Does this mean every community association can start telling people to take down non-compliant signs? Not necessarily. The Election Code simply sets forth parameters for the adoption of a policy or restrictive covenant governing political signage. It does not, by itself, create any automatic or default rules that bind owners within community associations. This means that a community association must have a policy or restrictive covenant prohibiting signs on file with the county before issuing any violations relating to signage.
Further, before telling a homeowner to take down a non-compliant political sign, community association boards should ask this question: “Are we enforcing these rules uniformly?” This does not just mean enforcing the rules with respect to signs for all political parties or viewpoints (although that is important as well), it means enforcing the rules with respect to all non-compliant signs. This might include signs for security companies, “for sale” signs, and signs showing support for a school or sports team. Stated another way, community associations should not cherry-pick certain signs for enforcement while letting others go unchallenged.
Keep in mind Texas Election Code Section 259.002 specifically references political signs. It does not reference political flags or banners. So, does it cover political flags and banners? Technically, from a common usage of the terms, we believe that a flag or banner is not considered a sign. Regardless, if you are having issues with political flags and banners, we recommend you consult with your attorney to discuss your options on how to best address them.

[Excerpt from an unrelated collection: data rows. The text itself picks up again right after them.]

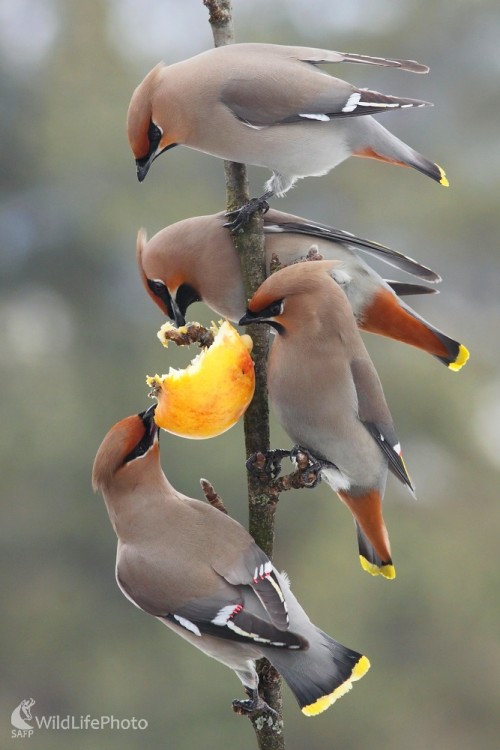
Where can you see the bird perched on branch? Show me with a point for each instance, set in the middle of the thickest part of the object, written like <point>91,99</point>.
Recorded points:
<point>195,259</point>
<point>328,398</point>
<point>271,106</point>
<point>200,573</point>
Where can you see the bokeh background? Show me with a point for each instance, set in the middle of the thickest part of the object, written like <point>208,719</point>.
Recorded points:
<point>77,337</point>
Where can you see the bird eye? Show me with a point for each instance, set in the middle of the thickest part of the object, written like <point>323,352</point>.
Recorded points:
<point>276,308</point>
<point>154,136</point>
<point>159,289</point>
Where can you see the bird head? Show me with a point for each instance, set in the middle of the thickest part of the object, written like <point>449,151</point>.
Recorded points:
<point>293,296</point>
<point>128,443</point>
<point>165,275</point>
<point>150,133</point>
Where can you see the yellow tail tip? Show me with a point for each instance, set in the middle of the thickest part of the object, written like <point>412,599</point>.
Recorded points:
<point>387,571</point>
<point>462,357</point>
<point>360,669</point>
<point>444,180</point>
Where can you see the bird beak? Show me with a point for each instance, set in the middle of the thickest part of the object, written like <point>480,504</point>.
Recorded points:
<point>249,318</point>
<point>148,418</point>
<point>143,164</point>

In the event that litigation ensues, a community association could find itself exposed to a judgment for damages in favor of a homeowner if the community association is found to have (1) enforced the provisions of the Election Code without a recorded policy or restrictive covenant in place; (2) enforced a policy or restrictive covenant that violates the Election Code; or (3) enforced an otherwise enforceable policy or restrictive covenant in an arbitrary, capricious, or discriminatory manner.
In summary, community associations wishing to restrict signage, banners and flags must have a policy or restrictive covenant prohibiting such items with the knowledge that Section 259.002 of the Election Code provides some protection for political signs. You should work with your attorney to have any additional rules/policies that comply with the Election Code in place and on file with the county before proceeding with enforcement, and any such enforcement should be uniform across all types of non-compliant signs. Otherwise, the enforcement action may be subject to legal challenge. Community associations with questions about policies or specific signs should consult an attorney and proceed accordingly.
[1] The relevant statutory language used to be located in Chapter 202 of the Texas Property Code, but was moved as part of the 2019 legislative session.